The following day, he woke up early in the morning and got busy trying to decide what to do till the movie show slated at 3 PM. He started hunting the Internet to locate massage parlors in Gurgaon. A Google search generated curated phone numbers and Arijit started dialing the ones with the most tempting eye candies. Most of the numbers were either defunct or asked him explicitly if he wanted sex. Even though Arijit knew he wouldn't mind the extra dose of pleasure, he was conscious of his consciousness. And a few moments later when he exhausted his list of numbers, he was engrossed in figuring out whether he ran out of his character. The phone rang. It seemed as if he woke up from a deep sleep. The thoughts were alcoholic. Addictive? Seductive, maybe. The digital watch on his mobile phone registered a span of just 12 minutes till the last time he was aware of time. How can time be so long in such a short time? How can thoughts be so addictive?
Arijit picked up the call to hear from one of the parlors' owner who proposed a 50% concession for a 60-minute 'relaxation' massage. He finalized an appointment at 12:15 PM. He completed his morning ablutions and had two soft-boiled eggs for breakfast. Arijit thought this would give him the extra energy that his routine bowl of chocos-milk couldn't. He then got unknowingly absorbed in deciding on the right combination from his perfectly inch-by-inch lined clothes. He settled on a combination of a pair of Tommy Hilfiger trousers and a D&G T-shirt. He was careful so that the label of his Calvin Klein shorts was visible. A pair of Nike shoes with socks from the same brand and he was ready to test and taste the delights of skin on skin.

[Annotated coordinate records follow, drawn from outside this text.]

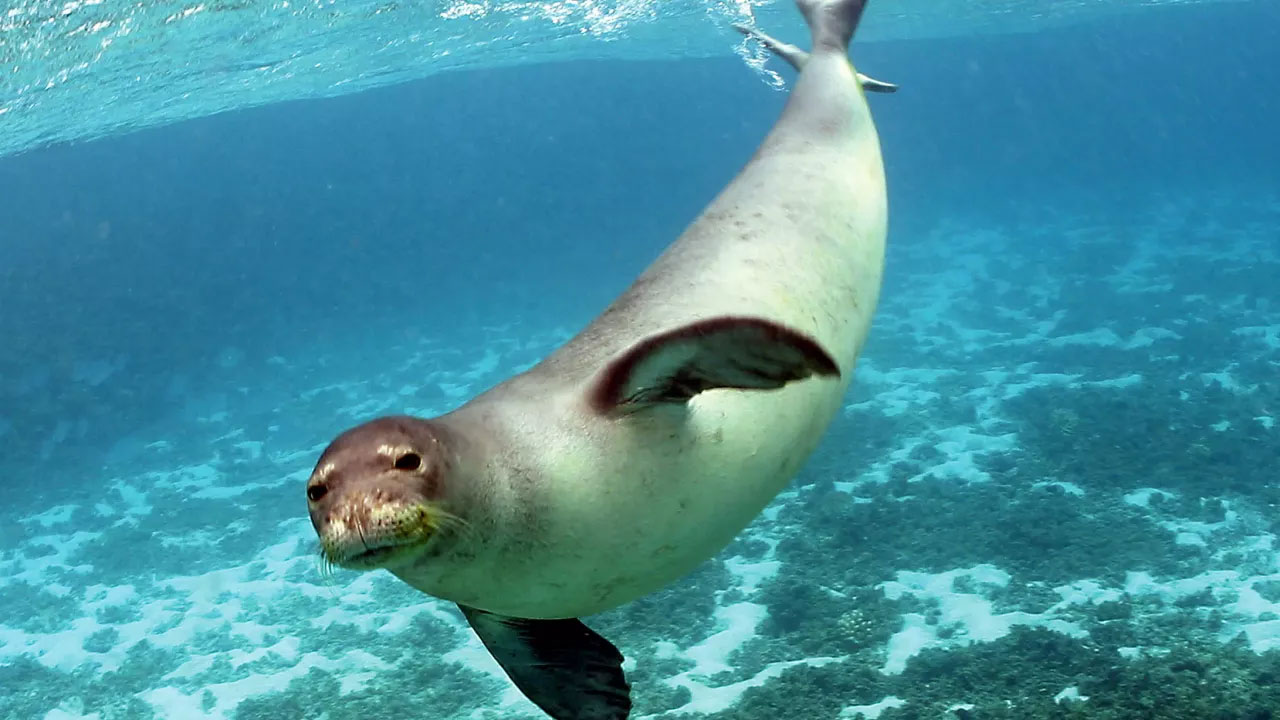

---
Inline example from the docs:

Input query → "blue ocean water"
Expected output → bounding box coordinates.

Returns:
[0,3,1280,720]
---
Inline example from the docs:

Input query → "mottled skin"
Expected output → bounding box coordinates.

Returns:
[308,0,887,619]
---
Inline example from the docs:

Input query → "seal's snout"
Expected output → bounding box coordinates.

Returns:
[306,418,452,569]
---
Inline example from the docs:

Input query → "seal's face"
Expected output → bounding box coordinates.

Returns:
[307,416,461,570]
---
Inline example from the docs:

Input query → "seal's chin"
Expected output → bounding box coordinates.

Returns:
[321,539,426,570]
[320,503,461,570]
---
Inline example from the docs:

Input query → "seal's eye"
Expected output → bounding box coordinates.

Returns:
[396,452,422,470]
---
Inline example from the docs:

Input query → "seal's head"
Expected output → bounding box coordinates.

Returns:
[307,416,461,570]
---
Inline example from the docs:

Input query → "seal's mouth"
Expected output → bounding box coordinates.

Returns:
[320,503,465,570]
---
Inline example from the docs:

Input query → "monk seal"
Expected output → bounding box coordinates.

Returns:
[306,0,892,720]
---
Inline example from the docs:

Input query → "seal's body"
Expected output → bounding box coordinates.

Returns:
[307,0,887,720]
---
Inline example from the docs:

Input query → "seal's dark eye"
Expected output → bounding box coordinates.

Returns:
[396,452,422,470]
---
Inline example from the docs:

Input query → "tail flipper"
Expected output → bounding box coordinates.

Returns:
[796,0,867,53]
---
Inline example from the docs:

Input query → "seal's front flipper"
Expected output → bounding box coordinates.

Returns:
[733,24,897,92]
[858,73,897,92]
[458,605,631,720]
[591,316,840,415]
[733,24,809,70]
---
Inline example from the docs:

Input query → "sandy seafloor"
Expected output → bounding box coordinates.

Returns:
[0,178,1280,720]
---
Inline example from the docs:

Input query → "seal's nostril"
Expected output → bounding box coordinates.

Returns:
[396,452,422,470]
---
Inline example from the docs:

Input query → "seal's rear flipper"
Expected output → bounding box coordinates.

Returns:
[458,605,631,720]
[591,316,840,415]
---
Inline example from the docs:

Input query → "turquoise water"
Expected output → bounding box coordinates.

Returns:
[0,1,1280,720]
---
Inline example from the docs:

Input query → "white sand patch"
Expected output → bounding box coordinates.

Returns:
[1050,580,1124,610]
[920,425,1018,483]
[845,359,957,416]
[1160,501,1240,547]
[1053,685,1089,705]
[18,505,78,528]
[138,650,390,719]
[666,657,840,714]
[111,480,151,519]
[1231,325,1280,350]
[1124,328,1183,350]
[1199,363,1258,395]
[0,530,102,584]
[837,696,906,720]
[878,564,1087,675]
[1124,488,1178,509]
[724,556,782,594]
[1048,328,1124,347]
[1032,480,1084,497]
[42,703,102,720]
[1080,373,1143,389]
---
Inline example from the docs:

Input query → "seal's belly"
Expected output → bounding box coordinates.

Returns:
[484,368,847,618]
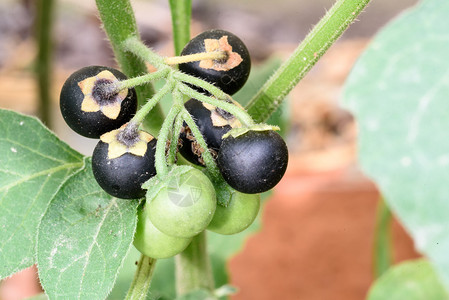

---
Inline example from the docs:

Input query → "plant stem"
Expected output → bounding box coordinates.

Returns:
[169,0,192,55]
[373,197,393,278]
[173,72,230,100]
[178,83,254,127]
[122,36,166,69]
[125,254,156,300]
[247,0,370,123]
[155,104,183,178]
[132,80,175,123]
[182,108,220,178]
[96,0,164,136]
[36,0,54,127]
[176,231,214,296]
[116,68,170,92]
[164,51,227,65]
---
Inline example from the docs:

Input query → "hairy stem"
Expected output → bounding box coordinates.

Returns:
[247,0,370,123]
[125,254,156,300]
[131,80,175,123]
[182,108,220,178]
[373,197,393,278]
[155,105,183,178]
[176,231,214,296]
[178,83,254,127]
[36,0,54,127]
[169,0,192,55]
[96,0,164,136]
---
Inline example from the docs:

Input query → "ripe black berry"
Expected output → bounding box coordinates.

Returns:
[179,29,251,95]
[179,99,241,165]
[59,66,137,138]
[92,129,156,199]
[217,130,288,194]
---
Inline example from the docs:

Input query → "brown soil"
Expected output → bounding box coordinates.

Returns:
[230,168,418,300]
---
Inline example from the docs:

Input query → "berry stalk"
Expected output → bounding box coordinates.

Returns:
[175,231,214,296]
[169,0,192,55]
[155,104,183,178]
[125,254,156,300]
[181,108,220,178]
[130,80,175,124]
[178,83,254,127]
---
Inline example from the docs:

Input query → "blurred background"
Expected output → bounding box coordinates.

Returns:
[0,0,418,300]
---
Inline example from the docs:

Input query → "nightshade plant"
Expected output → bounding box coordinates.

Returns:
[0,0,448,299]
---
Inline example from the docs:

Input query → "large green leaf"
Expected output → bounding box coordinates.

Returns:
[0,110,83,278]
[344,0,449,288]
[367,259,449,300]
[37,160,138,300]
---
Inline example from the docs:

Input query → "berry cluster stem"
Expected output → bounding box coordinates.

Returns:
[125,254,156,300]
[122,36,167,70]
[178,84,254,127]
[155,104,183,178]
[181,108,220,178]
[131,80,175,123]
[176,231,214,296]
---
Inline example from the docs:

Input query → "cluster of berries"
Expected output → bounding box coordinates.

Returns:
[60,30,288,258]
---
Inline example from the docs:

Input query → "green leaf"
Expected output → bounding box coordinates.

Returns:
[344,0,449,288]
[37,160,138,300]
[0,110,83,278]
[367,259,449,300]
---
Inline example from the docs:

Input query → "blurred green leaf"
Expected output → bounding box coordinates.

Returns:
[0,110,83,278]
[367,259,449,300]
[344,0,449,288]
[37,160,138,300]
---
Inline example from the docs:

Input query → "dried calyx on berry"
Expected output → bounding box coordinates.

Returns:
[92,124,157,199]
[179,29,251,95]
[59,66,137,138]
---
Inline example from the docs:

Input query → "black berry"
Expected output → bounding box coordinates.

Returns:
[92,129,156,199]
[179,29,251,95]
[217,130,288,194]
[59,66,137,138]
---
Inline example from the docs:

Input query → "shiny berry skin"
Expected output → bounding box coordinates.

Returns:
[92,130,156,199]
[59,66,137,138]
[179,99,241,165]
[179,29,251,95]
[217,130,288,194]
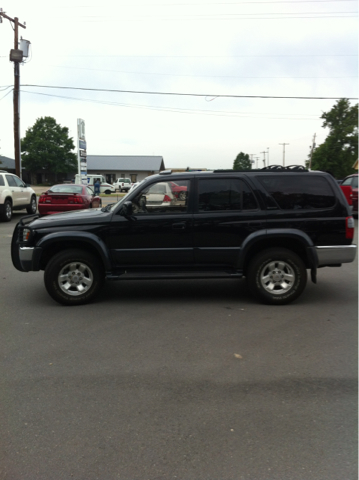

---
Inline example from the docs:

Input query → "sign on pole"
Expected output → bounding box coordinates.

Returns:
[77,118,88,185]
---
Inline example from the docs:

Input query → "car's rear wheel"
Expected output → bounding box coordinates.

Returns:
[44,249,105,305]
[247,248,307,305]
[1,200,12,222]
[26,195,37,215]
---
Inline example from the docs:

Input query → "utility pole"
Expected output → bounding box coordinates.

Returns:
[278,143,289,167]
[259,150,267,167]
[0,10,26,178]
[309,133,317,170]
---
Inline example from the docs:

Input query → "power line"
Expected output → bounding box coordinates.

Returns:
[54,53,358,58]
[21,89,324,121]
[47,65,358,79]
[20,83,358,100]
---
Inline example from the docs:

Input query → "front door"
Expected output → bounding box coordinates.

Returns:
[193,176,265,267]
[109,180,194,268]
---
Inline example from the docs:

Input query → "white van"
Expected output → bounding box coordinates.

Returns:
[75,174,116,195]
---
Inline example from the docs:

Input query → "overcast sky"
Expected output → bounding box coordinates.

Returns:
[0,0,358,168]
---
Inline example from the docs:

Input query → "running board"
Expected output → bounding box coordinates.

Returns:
[106,270,243,280]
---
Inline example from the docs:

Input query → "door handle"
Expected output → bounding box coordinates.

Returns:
[172,222,187,230]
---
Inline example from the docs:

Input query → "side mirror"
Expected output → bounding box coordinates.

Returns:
[121,201,132,218]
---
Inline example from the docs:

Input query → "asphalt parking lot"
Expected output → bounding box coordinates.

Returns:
[0,212,358,480]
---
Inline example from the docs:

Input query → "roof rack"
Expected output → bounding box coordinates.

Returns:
[213,165,309,173]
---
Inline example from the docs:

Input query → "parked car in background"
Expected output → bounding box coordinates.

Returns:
[38,184,102,215]
[169,182,187,200]
[340,173,358,216]
[112,178,132,192]
[128,182,141,192]
[0,170,37,222]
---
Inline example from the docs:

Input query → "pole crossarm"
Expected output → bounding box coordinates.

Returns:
[0,12,26,28]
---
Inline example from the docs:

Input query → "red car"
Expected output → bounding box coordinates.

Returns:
[38,184,102,215]
[169,182,187,200]
[340,173,358,215]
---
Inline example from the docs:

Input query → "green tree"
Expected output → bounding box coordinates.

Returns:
[233,152,252,170]
[21,117,77,174]
[312,98,358,178]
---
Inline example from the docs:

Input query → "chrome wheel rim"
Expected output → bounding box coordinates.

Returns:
[5,203,11,220]
[260,260,296,295]
[57,262,94,297]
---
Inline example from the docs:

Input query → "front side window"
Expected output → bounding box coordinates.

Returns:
[342,177,358,188]
[132,181,190,215]
[6,175,17,187]
[12,176,25,187]
[198,178,257,212]
[258,173,335,210]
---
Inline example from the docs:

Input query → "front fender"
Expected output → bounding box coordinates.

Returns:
[33,231,111,271]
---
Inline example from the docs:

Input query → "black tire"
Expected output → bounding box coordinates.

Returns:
[1,199,12,222]
[247,248,307,305]
[44,249,105,305]
[26,195,37,215]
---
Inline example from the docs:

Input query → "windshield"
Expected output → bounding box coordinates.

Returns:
[49,185,82,193]
[107,178,147,212]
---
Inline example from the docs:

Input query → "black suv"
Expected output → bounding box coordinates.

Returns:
[11,167,356,305]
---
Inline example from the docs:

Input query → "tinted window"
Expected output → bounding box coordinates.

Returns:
[6,175,17,187]
[342,177,358,188]
[258,173,335,210]
[132,181,190,215]
[198,178,257,212]
[12,177,25,187]
[49,185,82,193]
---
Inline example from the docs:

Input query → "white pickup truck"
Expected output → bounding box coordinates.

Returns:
[112,178,132,192]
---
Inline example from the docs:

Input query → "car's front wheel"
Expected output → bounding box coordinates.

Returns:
[44,249,105,305]
[247,248,307,305]
[1,200,12,222]
[26,195,37,215]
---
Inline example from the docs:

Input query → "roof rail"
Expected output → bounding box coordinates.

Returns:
[261,165,308,172]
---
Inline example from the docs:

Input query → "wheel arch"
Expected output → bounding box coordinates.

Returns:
[238,229,318,275]
[34,232,111,271]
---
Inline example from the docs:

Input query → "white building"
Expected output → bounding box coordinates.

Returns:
[87,155,165,183]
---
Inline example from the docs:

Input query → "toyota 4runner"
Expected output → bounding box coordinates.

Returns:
[11,167,356,305]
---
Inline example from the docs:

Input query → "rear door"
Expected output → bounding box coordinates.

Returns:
[193,176,265,267]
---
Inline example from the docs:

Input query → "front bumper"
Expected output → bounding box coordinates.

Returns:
[316,245,357,267]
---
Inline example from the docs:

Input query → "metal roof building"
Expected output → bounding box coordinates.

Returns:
[87,155,165,183]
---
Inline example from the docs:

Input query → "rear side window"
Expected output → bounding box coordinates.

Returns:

He hired a rickshaw to reach the parlor. The rickshaw puller, as he understood, had immigrated from Bangladesh but Arijit, in his vanity, talked to him in Hindi. While he was on his way, the rickshaw puller got a call. Arijit was irritated with the unexpected hiatus and with the likely delay, but he decided to behave well and hence kept silent. The rickshaw puller's daughter was demanding a pair of jeans to which his response was that only if he could manage a few more trips, he should be able to buy one. There was an ocean of raw affection in his voice. Even though Arijit understood every fragment of the conversation, he kept silent. In no time he remembered his parents, who never went to any shopping mall even though they were wealthy enough. They didn't know of any brand beyond Nirma, Xerox, Vimal, Surf, Colgate, Ponds, Raymond, ..., and Mafatlal Trousers. All their lives, they bought clothes from the local para (colony) shops. He remembered how he used to hold his mother's hand tightly while demanding the most fashionable jeeens on display at Sri Radha Bastralaya at Dumdum in Kolkata. The images turned blurry. Tears started marking their territory through his cosmetic cheeks till they collapsed in between his legs, the jerk of the rickshaw paving a rapid path for the tears. He asked the rickshaw puller to drop him back. When he reached the entrance to his apartment, he asked his name."Bikash," he said mostly through his nose. Arijit gave him two virgin 500-rupee notes. Bikash was puzzled but Arijit didn't let him respond and went back to his room and changed to something less obvious. This time he tucked his T-shirt into his trousers to avoid the anticipated attention. He found that he didn't have a single unbranded piece of cloth. He looked into the mirror and tried to smile. He smiled plastic smiles, happy smiles, and "Yo, Baby!" smiles, preparing himself for the movie and the expressions he would wear in the mall.